Payment for Removal of Personal Obligation Not a Deduction
When a sale of shares in a company is in progress, there are often a large number of threads that have to be tied up and sometimes this leads to unintended consequences.
In a recent case, a shareholder had entered into a contractual obligation to a third party which limited his right to sell his shares, so before they could be sold he had to buy his way out of that obligation.
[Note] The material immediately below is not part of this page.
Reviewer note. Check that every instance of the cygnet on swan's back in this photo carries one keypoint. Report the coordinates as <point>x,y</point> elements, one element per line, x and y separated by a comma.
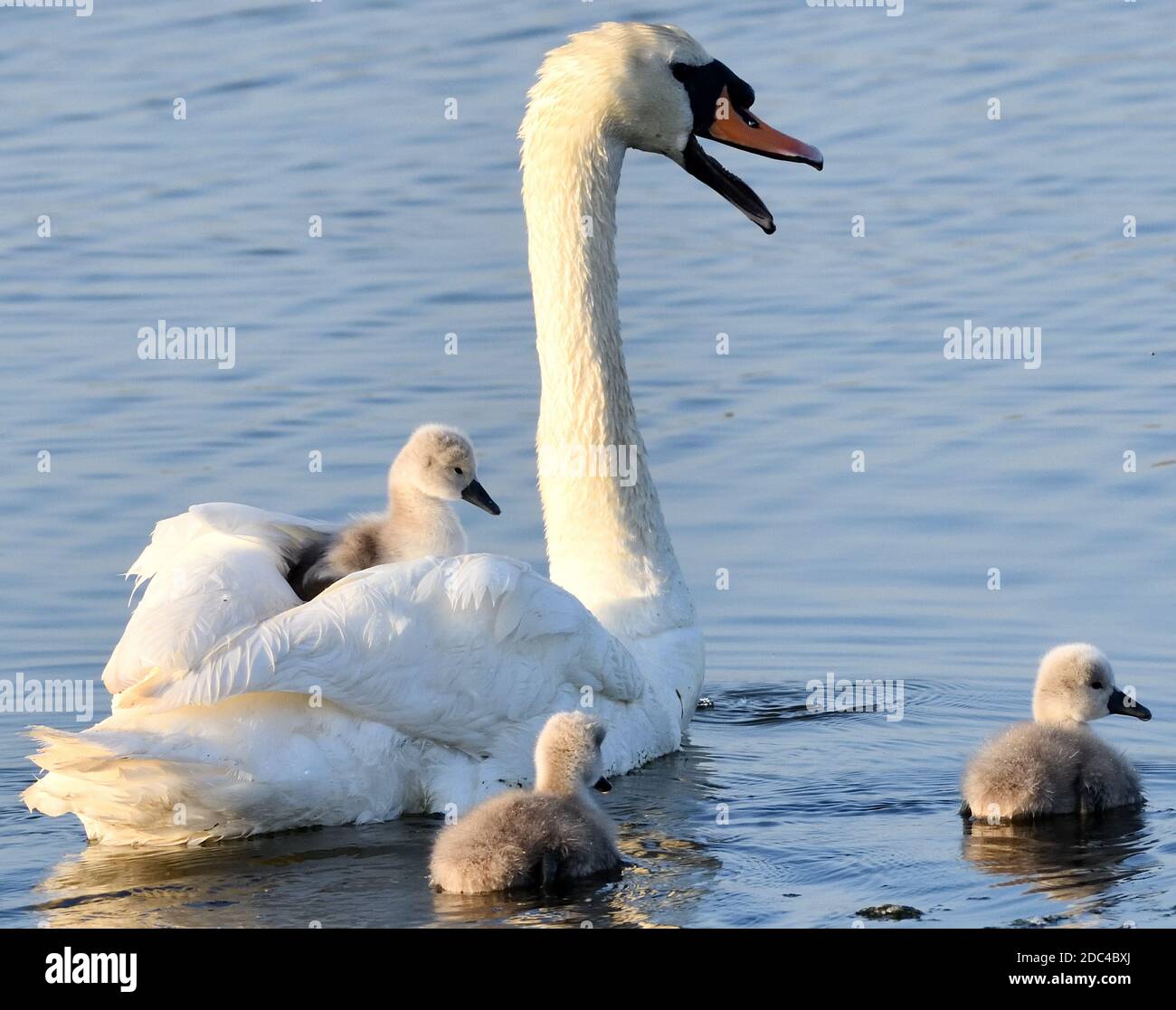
<point>435,467</point>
He did so, at a cost of £17.5 million.
That done, he sold the shares for £100 million.
When he came to complete his tax return, he calculated the gain chargeable to Capital Gains Tax by deducting from the sale proceeds the cost of the shares and also the cost of securing the right to sell them.
The relevant tax law (Section 38 of the Taxation of Chargeable Gains Act 1992) states that the deduction from the sale proceeds which is permitted in order to calculate the taxable capital gain in such circumstances is:
'a) The amount or value of the consideration, in money or money's worth, given by him or on his behalf wholly and exclusively for the acquisition of the asset, together with the incidental costs to him of the acquisition or, if the asset was not acquired by him any expenditure wholly and exclusively incurred by him in providing the asset,
b) The amount of any expenditure wholly and exclusively incurred on the asset by him or on his behalf for the purpose of enhancing the value of the asset, being expenditure reflected in the state or nature of the asset at the time of the disposal, and any expenditure wholly and exclusively incurred by him in establishing, preserving or defending his title to, or to a right over, the asset,
c) The incidental costs to him of making the disposal.'
HM Revenue and Customs did not accept that his expenditure met the above definition and, in an argument that went to the Court of Appeal, they successfully defended their right to charge the tax without the deduction claimed. The earlier agreement was not something that affected the shares but was an agreement personal to the shareholder. Nor could it be argued that the payment in effect re-established his title over the shares which had been forgone by his earlier agreement.